Les chiens errants, grand prix du Jury, Mostra de Venise 2013

Hsiao Kang est un bon à rien dont l’unique activité lucrative est de faire l’homme sandwich dans les rues de Taipei. Il fume et pisse au milieu des rues qui déversent continuellement leurs flots de voitures et de piétons. Ses deux enfants sont les seules personnes qu’il fréquente. Ils mangent, se lavent les dents, s’habillent et dorment ensemble. Ils n’ont ni eau, ni électricité et dorment sur le même matelas, blottis les uns contre les autres avec un chou. La ville entière est devenue le terrain de jeu de bandes de chiens errants et la rivière est loin, très loin. Une nuit de tempête, Hsiao-Kang décide d’emmener ses enfants pour une balade en bateau…

Tsai Ming-Liang, le réalisateur
« Il y a dix ans, j’ai vu, sur une artère de Taipei, un homme qui tenait un panneau publicitaire pour des voyages organisés, immobile, près d’un feu rouge. Cette vision m’a frappé et interrogé.

Combien de temps va-t-il rester là ? Combien gagne-t-il ? Où va-t-il aux toilettes ? Et si des amis ou des membres de sa famille passent par là ? Aura-t-il honte ? À quoi pense-t-il ? Il est tel un poteau téléphonique, un mur ou un arbre.

Personne ne le remarque et il ne s’en émeut pas.

Peu de temps après, la pratique s’est développée et ces hommes-sandwichs portant haut des annonces immobilières font aujourd’hui partie intégrante du paysage de Taipei. Le chômage augmente et nombre de gens adoptent cette activité pour survivre. Comme si leur propre temps n’avait plus de valeur.

J’ai alors imaginé Hsiao-Kang incarnant un de ces personnages. Il y a trois ans, j’ai reçu un scénario qui traitait du chômage et de la violence domestique chez les quinquagénaires. J’ai alors repensé à cet homme que j’avais vu dans la rue…

Les hommes-sandwichs ont droit à une pause de dix minutes toutes les cinquante minutes, pendant laquelle ils peuvent boire ou aller aux toilettes. Ils travaillent huit heures par jour à tenir une pancarte et ne peuvent rien faire d’autre. J’en ai vu certains marmonner dans leurs barbes, mais je n’ai jamais réussi à comprendre ce qu’ils disaient. Dans le film, j’ai fait chanter à Hsiao Kang Man Jiang Hong - littéralement Une rivière remplie de rouge.

C’est un poème patriotique de Yue Fei, le célèbre général de la dynastie Song qui a lutté contre l’invasion des Jin au XIIème siècle. Le poème exprime la loyauté à toute épreuve du général et sa frustration face à son incapacité à accomplir sa mission. Tous les Taiwanais adultes connaissent ce poème et je me souviens avoir déjà entendu  Hsiao Kang le fredonner une fois.
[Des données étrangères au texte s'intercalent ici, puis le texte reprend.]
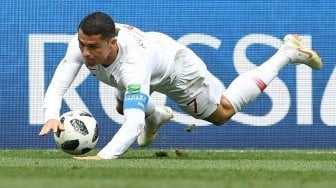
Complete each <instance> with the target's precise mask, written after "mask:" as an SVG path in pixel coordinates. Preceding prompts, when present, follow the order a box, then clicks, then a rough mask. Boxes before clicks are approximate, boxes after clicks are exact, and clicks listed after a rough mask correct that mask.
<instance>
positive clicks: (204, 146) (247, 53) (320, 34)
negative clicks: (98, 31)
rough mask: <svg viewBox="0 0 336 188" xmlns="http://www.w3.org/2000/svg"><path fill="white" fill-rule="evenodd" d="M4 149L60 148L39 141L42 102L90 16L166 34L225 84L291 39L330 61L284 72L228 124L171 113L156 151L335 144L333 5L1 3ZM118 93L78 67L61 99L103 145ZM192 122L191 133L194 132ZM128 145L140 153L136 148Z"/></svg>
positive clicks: (0, 118) (234, 148)
mask: <svg viewBox="0 0 336 188" xmlns="http://www.w3.org/2000/svg"><path fill="white" fill-rule="evenodd" d="M0 6H1V7H2V11H1V13H0V23H1V27H0V31H1V32H0V40H1V43H0V45H1V48H0V56H1V58H0V61H1V63H0V70H1V74H0V93H1V97H0V106H1V113H0V148H54V147H55V144H54V141H53V136H52V134H50V135H48V136H47V137H42V138H40V137H39V136H38V132H39V130H40V128H41V125H42V124H43V107H42V105H43V95H44V92H45V90H46V88H47V86H48V84H49V83H50V80H51V77H52V75H53V72H54V70H55V68H56V66H57V64H58V63H59V62H60V60H61V59H62V57H63V55H64V53H65V51H66V48H67V43H68V42H69V40H70V38H71V37H72V36H73V35H74V33H75V32H76V30H77V25H78V23H79V22H80V20H81V19H82V18H83V17H84V16H85V15H86V14H88V13H91V12H94V11H103V12H106V13H108V14H110V15H111V16H112V17H113V18H114V19H115V21H116V22H118V23H127V24H130V25H134V26H136V27H139V28H141V29H143V30H144V31H159V32H163V33H166V34H168V35H170V36H171V37H173V38H174V39H176V40H178V41H179V42H180V43H182V44H185V45H187V46H188V47H190V48H191V49H193V50H194V51H195V52H196V53H197V54H198V55H199V56H200V57H201V58H202V59H203V60H204V62H205V63H206V64H207V66H208V68H209V70H210V71H211V72H212V73H213V74H215V75H216V76H217V77H218V79H219V80H220V81H221V82H222V83H223V85H224V86H225V87H227V86H228V85H229V84H230V82H231V81H232V80H233V79H234V78H235V77H236V76H238V75H239V74H241V73H243V72H245V71H247V70H250V69H252V68H254V67H256V66H258V65H260V64H261V63H262V62H264V61H265V60H267V58H269V57H270V56H271V55H272V54H273V53H274V52H275V51H276V49H277V48H278V47H279V45H280V44H281V39H282V38H283V37H284V36H285V35H286V34H288V33H298V34H300V35H302V38H303V40H304V42H305V43H306V44H307V45H309V46H311V47H313V48H314V49H316V50H317V51H318V52H319V54H320V55H321V57H322V59H323V61H324V67H323V69H322V70H320V71H311V70H310V69H308V68H306V67H304V66H293V65H291V66H287V67H285V69H284V70H282V71H281V72H280V73H279V75H278V77H277V78H275V80H274V81H273V82H272V84H271V85H270V86H269V87H268V88H267V89H266V90H265V92H264V93H263V94H262V95H261V96H260V97H258V98H257V100H255V101H254V102H253V103H251V104H249V105H248V106H246V108H245V109H244V110H243V111H241V112H239V113H238V114H236V115H235V116H234V117H233V119H232V120H230V121H229V122H228V123H226V124H225V125H223V126H214V125H210V124H208V123H206V122H203V121H198V120H195V119H193V118H191V117H189V116H187V115H185V114H184V113H183V112H182V111H181V110H180V109H179V108H178V107H177V106H176V105H175V104H174V103H173V102H172V101H171V100H169V99H168V98H166V97H165V96H163V95H160V94H158V93H154V96H153V97H154V98H155V100H156V101H157V103H158V104H160V105H161V104H167V105H168V106H171V107H172V108H173V109H174V111H175V118H174V119H173V121H171V122H169V123H167V125H165V126H164V127H162V128H161V130H160V135H159V137H158V139H157V141H156V142H155V143H154V144H153V145H152V146H151V147H159V148H219V149H221V148H233V149H235V148H266V149H268V148H302V149H304V148H319V149H328V148H335V146H336V127H335V125H336V115H335V109H336V100H335V99H334V95H336V78H335V77H336V72H335V71H334V68H335V65H334V63H335V56H336V55H335V54H336V53H335V52H336V46H335V45H334V44H336V14H335V11H336V3H335V2H334V1H331V0H330V1H329V0H328V1H312V0H309V1H289V0H282V1H261V0H260V1H257V0H251V1H243V0H242V1H239V0H238V1H233V0H228V1H212V0H209V1H196V0H195V1H177V0H171V1H161V0H160V1H154V2H150V1H144V0H139V1H128V0H125V1H100V0H97V1H89V0H83V1H80V2H79V1H70V0H57V1H51V0H33V1H20V0H11V1H5V2H2V4H1V5H0ZM114 105H115V97H114V96H113V92H112V89H111V88H109V87H107V86H106V85H104V84H102V83H100V82H98V81H97V80H95V79H94V78H93V76H90V75H89V73H88V71H87V70H85V69H82V70H81V72H80V75H79V76H78V78H77V79H76V81H75V82H74V84H73V85H72V87H71V88H70V90H69V91H68V93H67V94H66V96H65V97H64V100H63V108H62V112H66V111H68V110H70V109H83V110H87V111H89V112H90V113H92V114H93V115H94V116H95V117H96V119H97V120H98V122H99V126H100V140H99V143H98V146H99V147H102V146H103V145H104V144H105V143H107V142H108V141H109V140H110V139H111V137H112V136H113V135H114V133H115V132H116V131H117V130H118V128H119V126H120V124H121V123H122V117H121V116H119V115H118V114H117V113H116V111H115V106H114ZM191 124H194V125H195V127H193V129H192V130H189V128H190V127H189V126H188V125H191ZM132 147H137V146H136V145H134V146H132Z"/></svg>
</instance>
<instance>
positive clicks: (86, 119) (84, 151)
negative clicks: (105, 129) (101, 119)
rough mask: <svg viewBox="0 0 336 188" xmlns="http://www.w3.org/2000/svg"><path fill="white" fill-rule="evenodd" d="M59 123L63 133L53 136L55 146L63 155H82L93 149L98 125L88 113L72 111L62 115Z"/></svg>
mask: <svg viewBox="0 0 336 188" xmlns="http://www.w3.org/2000/svg"><path fill="white" fill-rule="evenodd" d="M60 122H61V123H62V124H63V125H64V129H65V130H64V131H57V132H56V133H55V134H54V139H55V142H56V145H57V146H58V147H59V148H61V149H62V150H63V151H64V152H65V153H68V154H71V155H83V154H85V153H87V152H89V151H91V150H92V149H93V148H95V146H96V144H97V142H98V138H99V131H98V123H97V121H96V119H95V118H94V117H93V116H92V115H91V114H89V113H87V112H84V111H78V110H73V111H69V112H66V113H64V114H63V115H62V116H61V118H60Z"/></svg>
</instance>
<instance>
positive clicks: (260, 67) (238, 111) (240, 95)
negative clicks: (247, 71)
mask: <svg viewBox="0 0 336 188" xmlns="http://www.w3.org/2000/svg"><path fill="white" fill-rule="evenodd" d="M289 62H290V60H289V58H288V57H286V56H285V55H283V54H282V53H279V52H277V53H276V54H274V55H273V56H272V57H271V58H270V59H269V60H267V61H266V62H265V63H263V64H262V65H260V66H259V67H257V68H255V69H253V70H251V71H248V72H246V73H243V74H241V75H240V76H238V77H237V78H236V79H235V80H233V82H232V83H231V84H230V85H229V87H228V88H227V89H226V90H225V92H224V94H223V95H224V96H225V97H226V98H227V99H228V100H229V101H230V102H231V104H232V106H233V108H234V111H235V112H239V111H240V110H241V109H242V108H243V107H244V106H245V105H246V104H248V103H249V102H251V101H253V100H254V99H255V98H256V97H257V96H259V95H260V94H261V93H262V92H263V91H264V89H266V87H267V86H268V85H269V83H270V82H271V81H272V80H273V79H274V78H275V77H276V76H277V75H278V72H279V71H280V70H281V69H282V68H283V67H284V66H286V65H287V64H288V63H289Z"/></svg>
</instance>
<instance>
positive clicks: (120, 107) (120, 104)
mask: <svg viewBox="0 0 336 188" xmlns="http://www.w3.org/2000/svg"><path fill="white" fill-rule="evenodd" d="M116 110H117V112H118V113H119V114H120V115H124V108H123V105H122V103H117V105H116Z"/></svg>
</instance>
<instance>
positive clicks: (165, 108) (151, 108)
mask: <svg viewBox="0 0 336 188" xmlns="http://www.w3.org/2000/svg"><path fill="white" fill-rule="evenodd" d="M120 98H121V97H119V98H118V97H117V105H116V110H117V112H118V113H119V114H121V115H123V114H124V113H123V101H122V99H120ZM145 113H146V114H145V116H146V118H145V126H144V127H143V129H142V131H141V133H140V135H139V136H138V138H137V142H138V145H139V146H141V147H145V146H148V145H149V144H151V143H152V142H153V141H154V140H155V138H156V137H157V132H158V129H159V128H160V127H161V125H163V124H164V123H166V122H167V121H169V120H170V119H171V118H173V110H172V109H171V108H170V107H168V106H159V107H158V106H155V103H154V101H153V99H152V98H149V99H148V104H147V109H146V112H145Z"/></svg>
Fortement influencé par l’occident, le développement rapide des villes asiatiques m’inspire un constant sentiment d’anxiété et d’incertitude, comme si nous dérivions sans aucune fondation.

Comme si nous vivions dans un immense chantier de construction où les maisons, les routes et le métro sont constamment rénovés, démolis et reconstruits. Et alors le développement continue, de plus en plus de choses sont laissées à l’abandon. Je n’ai jamais hésité à montrer ce genre de scènes dans mes films, qu’il s’agisse de chantiers où le béton s’accumule ou de bâtiments abandonnés tombant en ruines. Ces scènes nous rappellent combien le prix à payer pour le développement ultra-rapide est absurde et cruel, un tribut qui frise l’insanité.

LES CHIENS ERRANTS parle d’une famille monoparentale dont la mère est absente. Une famille qui n’a en fait même pas de maison.

Le père et ses deux enfants errent d’un bâtiment abandonné à l’autre. Les ruines désertes que j’ai filmées semblent m’avoir attendu depuis une éternité. Ce sont des personnages à part entière. Je les ai découvertes et j’ai écouté leurs histoires.

Alors que je faisais les repérages, j’ai eu la surprise de découvrir dans un de ces bâtiments une gigantesque fresque murale représentant un paysage. C’était très émouvant. Cette fresque était peut-être la personnalisation de cette ville désolée. Ou encore était-ce le miroir reflétant l’illusion et la réalité du monde des humains. J’ignorais qui en était l’auteur, mais je savais que je devrais la filmer. J’ai demandé à mon équipe de la sauvegarder, mais sans aucune garantie car n’importe qui pouvait entrer dans ce bâtiment à l’abandon. Il ne me restait qu’à prier qu’elle soit épargnée. »

Les chiens errants, drame taiwanais de Tsai Ming-Liang. Grand prix du jury Mostra de Venise 2013.